Jadi, wali hakim adalah pejabat yang ditunjuk oleh Menteri Agama atau pejabat yang ditunjuk olehnya untuk bertindak sebagai Wali Nikah bagi calon mempelai wanita yang karena hal-hal tertentu yang menurut peraturan mengharuskan menikah menggunakan wali hakim. Wali hakim ini biasanya datang atas nama lembaga seperti Kepala KUA, bukan atas nama pribadi. Hal ini didasarkan pada hadis Rasulullah SAW, yang artinya, “Sungguh penguasa adalah wali bagi perempuan yang tidak memiliki wali,” (HR. Ahmad).

4 dari 4 halaman

Situasi saat Wali Hakim Menjadi Wali Nikah

Melansir laman NU Online, menurut Al-Imam Abdurrahman As-Suyuthi ada beberapa keadaan yang membuat pernikahan harus dilangsungkan dengan wali hakim, yaitu sebagai berikut:

1. Ketiadaan wali

Ketiadaan wali, baik ketiadaan murni maupun ketiadaan secara syariat. Ketiadaan murni misalnya seorang perempuan tidak memiliki satu pun anggota keluarga yang berhak menjadi wali. Sementara ketiadaan wali secara syariat misalnya wali yang ada masih kecil atau mengalami gangguan jiwa. Sekalipun ada orang terdekat, tetapi tidak berhak menjadi wali karena hanya sebagai ayah tiri, ayah angkat, atau bukan ayah kandung yang sah.

2. Ketidakjelasan wali

Ketidakjelasan wali, baik tidak jelas tempatnya dan tidak jelas hidup atau meninggalnya. Siapa pun yang memiliki wali tidak jelas seperti ini, hendaknya memastikannya terlebih dahulu. Jika tidak ditemukan informasi, maka pernikahan dilangsungkan oleh wali hakim. Artinya, ketidakjelasan semisal ini tidak kemudian mengalihkan kewalian kepada wali yang lebih lain. Sebab, kewalian masih melekat padanya sehingga dialihkannya kepada wali hakim.

3. Wali sedang ihram

Wali sedang ihram, baik ihram haji maupun ihram umrah.

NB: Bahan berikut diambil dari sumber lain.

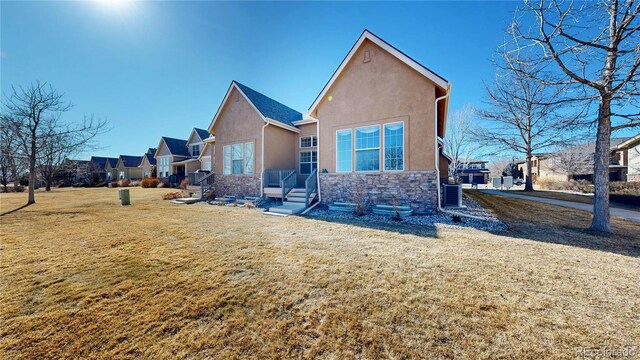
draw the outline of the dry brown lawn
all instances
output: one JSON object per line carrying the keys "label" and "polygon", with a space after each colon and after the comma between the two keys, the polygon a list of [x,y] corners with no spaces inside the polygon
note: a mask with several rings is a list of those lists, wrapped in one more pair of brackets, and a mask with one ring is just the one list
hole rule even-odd
{"label": "dry brown lawn", "polygon": [[[166,191],[131,189],[121,207],[114,189],[60,189],[1,216],[0,357],[522,359],[640,345],[637,224],[601,237],[580,230],[587,213],[553,220],[551,205],[476,194],[510,231],[367,227],[173,205]],[[0,212],[24,200],[2,194]]]}

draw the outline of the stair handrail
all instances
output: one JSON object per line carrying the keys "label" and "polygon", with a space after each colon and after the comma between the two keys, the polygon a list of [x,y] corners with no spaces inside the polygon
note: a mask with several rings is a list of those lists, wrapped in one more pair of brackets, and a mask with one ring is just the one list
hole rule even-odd
{"label": "stair handrail", "polygon": [[200,181],[198,181],[198,184],[200,184],[200,199],[204,199],[205,191],[209,191],[209,189],[213,187],[214,183],[215,183],[215,173],[213,172],[203,177],[202,179],[200,179]]}
{"label": "stair handrail", "polygon": [[309,199],[309,197],[311,196],[311,194],[313,194],[318,190],[317,175],[318,175],[318,169],[314,169],[311,172],[311,174],[307,176],[307,179],[304,181],[304,188],[305,188],[304,208],[305,209],[309,207],[309,203],[311,202],[311,199]]}
{"label": "stair handrail", "polygon": [[280,188],[282,190],[282,203],[284,204],[285,196],[296,186],[296,171],[292,171],[289,175],[280,180]]}

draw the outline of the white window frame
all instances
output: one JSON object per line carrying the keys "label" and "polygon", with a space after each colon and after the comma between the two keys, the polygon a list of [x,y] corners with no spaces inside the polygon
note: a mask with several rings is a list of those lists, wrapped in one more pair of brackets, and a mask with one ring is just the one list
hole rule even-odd
{"label": "white window frame", "polygon": [[[307,139],[307,138],[311,138],[311,145],[302,146],[302,139]],[[310,148],[318,147],[318,137],[316,135],[302,136],[298,141],[298,146],[300,147],[300,149],[310,149]]]}
{"label": "white window frame", "polygon": [[[387,145],[385,142],[385,133],[384,133],[384,129],[387,125],[394,125],[394,124],[402,124],[402,170],[387,170],[385,169],[385,164],[387,162],[387,152],[385,151],[385,146]],[[390,123],[384,123],[382,124],[382,171],[384,172],[402,172],[405,169],[405,157],[406,157],[406,151],[405,151],[405,136],[404,136],[404,121],[394,121],[394,122],[390,122]]]}
{"label": "white window frame", "polygon": [[[358,129],[364,129],[364,128],[369,128],[369,127],[378,127],[378,147],[377,148],[365,148],[365,149],[357,149],[357,137],[356,137],[356,132],[358,131]],[[373,124],[373,125],[365,125],[365,126],[359,126],[357,128],[353,129],[353,160],[352,160],[352,168],[353,171],[355,172],[359,172],[359,173],[376,173],[376,172],[380,172],[382,171],[382,169],[384,169],[384,163],[381,164],[381,149],[384,148],[384,144],[383,144],[383,134],[382,134],[382,128],[381,128],[381,124]],[[358,164],[357,164],[357,159],[358,157],[356,156],[358,151],[368,151],[368,150],[378,150],[378,170],[358,170]]]}
{"label": "white window frame", "polygon": [[[302,153],[309,153],[309,161],[302,162]],[[313,161],[313,153],[316,153],[316,161]],[[309,172],[302,172],[302,164],[309,164]],[[302,150],[298,154],[298,171],[300,171],[300,175],[311,175],[313,172],[313,164],[316,164],[316,170],[318,169],[318,150]]]}
{"label": "white window frame", "polygon": [[[229,154],[229,159],[227,162],[227,150]],[[231,175],[233,171],[231,171],[231,145],[225,145],[222,148],[222,174],[223,175]]]}
{"label": "white window frame", "polygon": [[[347,131],[349,130],[351,132],[351,147],[349,148],[349,154],[351,155],[351,163],[349,166],[349,170],[338,170],[338,133],[340,131]],[[344,129],[338,129],[336,130],[336,173],[340,173],[340,174],[346,174],[346,173],[351,173],[353,172],[353,141],[354,141],[354,131],[353,128],[344,128]]]}
{"label": "white window frame", "polygon": [[[247,145],[251,144],[251,149],[252,149],[252,159],[251,159],[251,164],[252,164],[252,172],[248,173],[247,172]],[[233,158],[233,146],[240,146],[242,147],[242,159],[234,159]],[[227,149],[229,150],[229,158],[227,159]],[[228,144],[228,145],[224,145],[222,148],[222,173],[223,175],[253,175],[256,172],[256,145],[253,141],[249,141],[249,142],[243,142],[243,143],[235,143],[235,144]],[[227,160],[229,161],[227,163]],[[238,161],[238,160],[242,160],[242,172],[241,173],[237,173],[234,174],[233,173],[233,162],[234,161]],[[227,168],[226,165],[229,165],[229,167]]]}

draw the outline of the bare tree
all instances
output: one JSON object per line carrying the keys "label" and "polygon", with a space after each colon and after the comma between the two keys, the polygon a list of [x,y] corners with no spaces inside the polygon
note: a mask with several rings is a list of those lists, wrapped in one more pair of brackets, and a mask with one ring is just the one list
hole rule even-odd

Hal ini berdasarkan hadis Rasulullah SAW yang diriwayatkan Sayyidina ‘Utsman bin ‘Affan yang artinya,

“Orang yang sedang ihram tidak boleh menikah dan juga menikahkan,” (HR  Muslim).

4. Wali menolak menikahkan atau ‘adhal

Lebih jelas, para ulama mendefinisikan wali adhal sebagai wali yang menolak menikahkan anak perempuannya dengan laki-laki yang sekufu sesuai permintaannya. Padahal, anak perempuan tersebut berakal sehat, sudah balig, serta memiliki calon suami yang sekufu dan sangat dicintainya.

Syariat menetapkan, hukum penolakan wali tanpa alasan yang benar secara syari’i untuk menikahkan adalah haram berdasarkan ayat, “Maka janganlah kamu (para wali) menghalangi mereka kawin lagi dengan bakal suaminya,” (Surat Al-Baqarah ayat 232). Jika wali ternyata adhal, artinya alasan penolakannya tidak dibenarkan secara hukum, maka penikahan dilangsungkan dengan wali hakim.

Terkecuali jika alasan penolakannya kuat, seperti calon sumi anaknya tidak sekufu, maka hakim tak bisa mengambil alih. Maka dari itu, benar dan tidaknya alasan wali yang enggan menikahkan akan dibuktikan oleh penghulu, petugas pencatat nikah dari KUA, atau hakim di pengadilan negeri agama.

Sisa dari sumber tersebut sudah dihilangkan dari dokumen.